Computer literate people also know what to demand from big companies and governments. Data breaches at large or high profile organizations (ChoicePoint, AOL, LinkedIn, Living Social, and many others) have caused concerned citizens to seek recourse in the courts, through the creation of new laws and regulations, and as more discerning consumers. Computer literacy is the difference between, “Well, we I guess it’s just not possible to keep all that information secure” and “Security is hard, but storing passwords in plain text is obviously irresponsible!”

Much of the modern world revolves around technology. Not understanding the fundamental rules of how technology works is a serious liability to everyone. The notion that better societal understanding of computers might, someday, lead to worse privacy and security protection is ridiculous. Currently, the fact that so few people are even aware of privacy and security problems is an actual, serious liability. And it’s one that the learn to code movement could correct.

Sadowski misunderstands the movement again with his conclusion:

But a world where coding dictates the future is not inevitable. Instead of making people adapt to technologies — in the process leaving behind large swaths of society — technologies should adapt to our needs and values. As the media theorist Marshall McLuhan said, “There is absolutely no inevitability as long as there is a willingness to contemplate what is happening.” There’s still plenty of room for our contemplation — and deeper consideration — of how to advance our future without leaving anyone behind.

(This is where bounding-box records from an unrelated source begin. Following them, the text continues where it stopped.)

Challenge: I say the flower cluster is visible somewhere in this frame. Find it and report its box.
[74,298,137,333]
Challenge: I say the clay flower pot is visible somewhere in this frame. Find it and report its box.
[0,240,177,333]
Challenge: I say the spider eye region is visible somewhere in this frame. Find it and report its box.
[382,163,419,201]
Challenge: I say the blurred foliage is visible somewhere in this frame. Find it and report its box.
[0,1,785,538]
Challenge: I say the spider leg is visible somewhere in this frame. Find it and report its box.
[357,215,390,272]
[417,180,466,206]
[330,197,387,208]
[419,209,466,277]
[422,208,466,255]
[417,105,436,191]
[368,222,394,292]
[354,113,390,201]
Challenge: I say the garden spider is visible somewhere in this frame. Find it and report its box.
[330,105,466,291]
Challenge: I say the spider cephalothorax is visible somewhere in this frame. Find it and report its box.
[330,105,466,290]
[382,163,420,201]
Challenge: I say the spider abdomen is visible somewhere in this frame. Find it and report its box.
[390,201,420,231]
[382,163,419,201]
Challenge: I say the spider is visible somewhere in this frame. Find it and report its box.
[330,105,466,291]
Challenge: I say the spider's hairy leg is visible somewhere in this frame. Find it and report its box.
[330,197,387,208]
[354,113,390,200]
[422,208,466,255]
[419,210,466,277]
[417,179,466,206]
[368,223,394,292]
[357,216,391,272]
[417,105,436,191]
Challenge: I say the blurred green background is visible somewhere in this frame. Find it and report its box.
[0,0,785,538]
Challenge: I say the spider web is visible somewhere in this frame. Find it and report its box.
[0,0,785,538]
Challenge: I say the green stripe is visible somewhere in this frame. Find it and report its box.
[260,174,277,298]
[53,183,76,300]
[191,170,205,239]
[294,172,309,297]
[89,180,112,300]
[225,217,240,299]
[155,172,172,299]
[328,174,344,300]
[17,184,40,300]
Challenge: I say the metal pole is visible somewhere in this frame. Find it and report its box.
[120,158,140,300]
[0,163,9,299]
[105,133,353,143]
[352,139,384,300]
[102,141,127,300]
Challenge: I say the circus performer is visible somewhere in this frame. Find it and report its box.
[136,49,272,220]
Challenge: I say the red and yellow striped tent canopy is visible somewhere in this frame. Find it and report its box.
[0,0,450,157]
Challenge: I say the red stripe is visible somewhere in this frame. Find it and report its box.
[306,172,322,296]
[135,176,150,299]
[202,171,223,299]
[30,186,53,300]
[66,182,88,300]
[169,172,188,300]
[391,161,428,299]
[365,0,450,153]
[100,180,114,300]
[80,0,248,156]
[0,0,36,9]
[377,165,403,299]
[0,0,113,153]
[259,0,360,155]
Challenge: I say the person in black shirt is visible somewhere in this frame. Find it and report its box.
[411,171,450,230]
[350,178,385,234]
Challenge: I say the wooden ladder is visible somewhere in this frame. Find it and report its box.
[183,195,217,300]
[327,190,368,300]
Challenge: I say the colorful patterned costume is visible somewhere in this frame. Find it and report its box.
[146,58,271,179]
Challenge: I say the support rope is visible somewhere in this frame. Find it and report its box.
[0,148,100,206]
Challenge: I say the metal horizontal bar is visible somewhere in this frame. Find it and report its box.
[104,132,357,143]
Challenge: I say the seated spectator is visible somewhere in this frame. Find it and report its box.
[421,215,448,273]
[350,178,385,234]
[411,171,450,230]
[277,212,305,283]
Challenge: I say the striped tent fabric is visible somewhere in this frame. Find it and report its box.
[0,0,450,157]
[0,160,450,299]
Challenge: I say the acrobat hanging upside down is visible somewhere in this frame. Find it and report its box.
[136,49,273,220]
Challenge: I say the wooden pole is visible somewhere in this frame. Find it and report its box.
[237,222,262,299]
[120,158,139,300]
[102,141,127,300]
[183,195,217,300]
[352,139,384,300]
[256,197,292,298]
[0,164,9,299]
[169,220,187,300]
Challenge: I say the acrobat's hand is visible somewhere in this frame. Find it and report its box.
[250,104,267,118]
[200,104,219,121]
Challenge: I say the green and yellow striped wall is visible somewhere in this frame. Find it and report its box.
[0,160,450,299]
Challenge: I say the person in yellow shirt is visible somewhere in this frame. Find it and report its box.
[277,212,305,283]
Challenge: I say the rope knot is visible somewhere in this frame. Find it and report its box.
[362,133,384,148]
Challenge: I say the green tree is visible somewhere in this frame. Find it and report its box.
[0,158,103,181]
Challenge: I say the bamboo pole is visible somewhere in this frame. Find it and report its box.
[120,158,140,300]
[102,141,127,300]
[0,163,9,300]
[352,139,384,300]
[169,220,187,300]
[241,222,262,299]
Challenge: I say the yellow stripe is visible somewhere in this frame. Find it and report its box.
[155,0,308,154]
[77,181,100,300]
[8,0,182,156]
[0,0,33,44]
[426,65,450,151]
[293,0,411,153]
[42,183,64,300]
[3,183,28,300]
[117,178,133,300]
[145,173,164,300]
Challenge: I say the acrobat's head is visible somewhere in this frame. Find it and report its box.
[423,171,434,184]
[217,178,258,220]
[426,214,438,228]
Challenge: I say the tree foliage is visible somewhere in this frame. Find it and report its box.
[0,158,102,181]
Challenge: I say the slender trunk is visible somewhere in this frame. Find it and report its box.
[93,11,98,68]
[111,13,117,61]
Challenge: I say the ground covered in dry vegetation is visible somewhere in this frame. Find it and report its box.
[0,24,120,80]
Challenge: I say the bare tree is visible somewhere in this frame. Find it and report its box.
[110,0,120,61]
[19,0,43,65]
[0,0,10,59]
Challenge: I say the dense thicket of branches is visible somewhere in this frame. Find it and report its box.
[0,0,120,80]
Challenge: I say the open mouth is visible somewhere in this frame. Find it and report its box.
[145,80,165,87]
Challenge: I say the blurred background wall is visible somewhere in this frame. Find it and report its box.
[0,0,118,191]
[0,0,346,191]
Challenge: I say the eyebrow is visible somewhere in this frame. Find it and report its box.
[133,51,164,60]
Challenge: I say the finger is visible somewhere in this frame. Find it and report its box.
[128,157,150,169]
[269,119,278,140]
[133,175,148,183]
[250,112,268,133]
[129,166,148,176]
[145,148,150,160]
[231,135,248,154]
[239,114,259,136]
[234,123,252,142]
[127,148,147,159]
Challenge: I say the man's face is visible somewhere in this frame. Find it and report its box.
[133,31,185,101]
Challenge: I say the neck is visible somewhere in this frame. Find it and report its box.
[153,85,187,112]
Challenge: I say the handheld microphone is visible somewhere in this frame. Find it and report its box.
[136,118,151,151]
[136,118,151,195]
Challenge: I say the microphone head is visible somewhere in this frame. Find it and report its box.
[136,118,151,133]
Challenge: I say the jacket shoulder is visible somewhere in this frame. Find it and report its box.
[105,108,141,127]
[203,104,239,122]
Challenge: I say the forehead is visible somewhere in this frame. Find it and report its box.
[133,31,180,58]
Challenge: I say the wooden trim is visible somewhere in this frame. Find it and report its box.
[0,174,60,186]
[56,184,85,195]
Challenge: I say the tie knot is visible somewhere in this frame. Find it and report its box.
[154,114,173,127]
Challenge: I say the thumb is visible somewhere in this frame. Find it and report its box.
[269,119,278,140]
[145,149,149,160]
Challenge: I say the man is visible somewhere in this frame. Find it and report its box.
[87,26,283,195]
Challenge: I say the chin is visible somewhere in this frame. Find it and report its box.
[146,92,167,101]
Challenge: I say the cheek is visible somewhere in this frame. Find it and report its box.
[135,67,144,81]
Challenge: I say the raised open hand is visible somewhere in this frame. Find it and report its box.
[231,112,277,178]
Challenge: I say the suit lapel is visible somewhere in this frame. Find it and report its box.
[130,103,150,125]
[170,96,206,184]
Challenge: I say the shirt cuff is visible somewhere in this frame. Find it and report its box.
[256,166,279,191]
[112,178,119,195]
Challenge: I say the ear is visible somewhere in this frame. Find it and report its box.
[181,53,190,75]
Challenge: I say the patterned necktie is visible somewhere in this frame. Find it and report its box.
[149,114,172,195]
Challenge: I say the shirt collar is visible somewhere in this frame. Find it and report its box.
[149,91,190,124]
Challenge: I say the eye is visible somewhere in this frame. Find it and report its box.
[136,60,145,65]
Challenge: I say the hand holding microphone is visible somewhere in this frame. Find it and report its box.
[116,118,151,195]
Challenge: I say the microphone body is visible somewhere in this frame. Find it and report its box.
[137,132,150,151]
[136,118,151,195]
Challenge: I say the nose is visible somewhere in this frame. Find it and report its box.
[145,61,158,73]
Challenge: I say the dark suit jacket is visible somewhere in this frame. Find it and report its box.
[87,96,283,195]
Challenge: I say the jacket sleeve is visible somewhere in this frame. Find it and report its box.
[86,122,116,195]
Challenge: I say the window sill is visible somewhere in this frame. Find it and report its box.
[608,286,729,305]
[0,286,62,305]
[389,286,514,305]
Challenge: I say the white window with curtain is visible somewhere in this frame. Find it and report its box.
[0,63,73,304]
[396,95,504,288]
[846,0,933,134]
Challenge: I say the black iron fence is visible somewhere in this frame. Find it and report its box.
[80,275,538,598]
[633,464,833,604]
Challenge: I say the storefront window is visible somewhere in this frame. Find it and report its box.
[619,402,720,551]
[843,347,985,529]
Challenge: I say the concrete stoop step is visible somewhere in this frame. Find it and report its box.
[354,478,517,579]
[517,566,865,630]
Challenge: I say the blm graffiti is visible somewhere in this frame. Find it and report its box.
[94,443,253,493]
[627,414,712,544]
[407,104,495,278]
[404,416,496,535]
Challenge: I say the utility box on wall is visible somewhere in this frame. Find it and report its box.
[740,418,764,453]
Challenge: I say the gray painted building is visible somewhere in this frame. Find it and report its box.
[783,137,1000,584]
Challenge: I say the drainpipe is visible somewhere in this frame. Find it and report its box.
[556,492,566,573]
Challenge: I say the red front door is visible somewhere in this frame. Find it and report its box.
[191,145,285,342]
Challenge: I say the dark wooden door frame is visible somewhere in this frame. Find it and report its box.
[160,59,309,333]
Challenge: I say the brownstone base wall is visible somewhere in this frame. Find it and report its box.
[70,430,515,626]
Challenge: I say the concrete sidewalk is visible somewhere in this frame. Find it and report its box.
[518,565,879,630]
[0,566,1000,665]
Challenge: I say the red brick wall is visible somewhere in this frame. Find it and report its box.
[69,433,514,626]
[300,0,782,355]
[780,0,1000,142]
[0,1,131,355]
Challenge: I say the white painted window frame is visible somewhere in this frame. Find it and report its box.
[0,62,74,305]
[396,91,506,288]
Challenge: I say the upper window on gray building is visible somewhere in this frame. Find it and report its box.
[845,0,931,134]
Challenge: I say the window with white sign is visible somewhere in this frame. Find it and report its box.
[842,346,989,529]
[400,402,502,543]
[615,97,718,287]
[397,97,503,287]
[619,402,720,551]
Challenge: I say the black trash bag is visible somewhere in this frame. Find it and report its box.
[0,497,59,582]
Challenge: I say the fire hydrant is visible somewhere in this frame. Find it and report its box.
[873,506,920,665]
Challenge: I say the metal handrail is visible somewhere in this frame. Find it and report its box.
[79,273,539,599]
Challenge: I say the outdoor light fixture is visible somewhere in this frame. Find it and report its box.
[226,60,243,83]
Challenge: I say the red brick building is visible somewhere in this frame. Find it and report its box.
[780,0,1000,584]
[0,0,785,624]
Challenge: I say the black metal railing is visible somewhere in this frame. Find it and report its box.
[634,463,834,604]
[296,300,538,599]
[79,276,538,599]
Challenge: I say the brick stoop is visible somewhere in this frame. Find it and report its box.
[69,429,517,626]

I completely agree that technology must adapt to the needs and values of society. Too many tech companies don’t get it. Technology alone isn’t enough; technology must be tied to something human for it to succeed. Steve Jobs probably said it best:

However, this does not mean that people don’t have to adapt to technology as well. They do. When technology transforms the way we communicate, people have to update the laws and regulations that govern what society accepts as acceptable communications practices. When technology transforms the way we work, play, learn, and entertain ourselves, people will have to adjust. The learn to code movement supports those trying to understand the nature of the changes that have taken place. I would argue the Marshall McLuhan quote Sadowski closes with speaks more strongly in favor of the learn to code movement than it does against it. How are people to contemplate what is happening if they aren’t afforded an opportunity to learn about it? There are fundamental principles that govern computer science. How can someone ponder the inevitability of technology if they don’t understand these principles? It seems to me that this is exactly the problem the learn to code movement is trying to solve.

  1. More information on petitions to get CS to count as a science is available on Venture Beat

  2. It doesn’t appear that Sadowski was citing that article for it’s concluding paragraph. 

  3. There is one thing here that Sadowski is partially right about here. Understanding computers means that you must be responsible for your actions with computers. I don’t view this as a bad thing, though apparently Sadowski does. Understanding how to drive a car means that you must be responsible for your actions on the road. It doesn’t mean that every accident you get into is your fault, but it does mean that whatever happens when you’re texting, drinking, or otherwise impaired when you’re driving is your fault. (Also, I’m not sure why Sadowski seems to fear autonomous vehicles. There’s every reason to believe that autonomous vehicles will eventually be safer for everyone than human-driven vehicles.)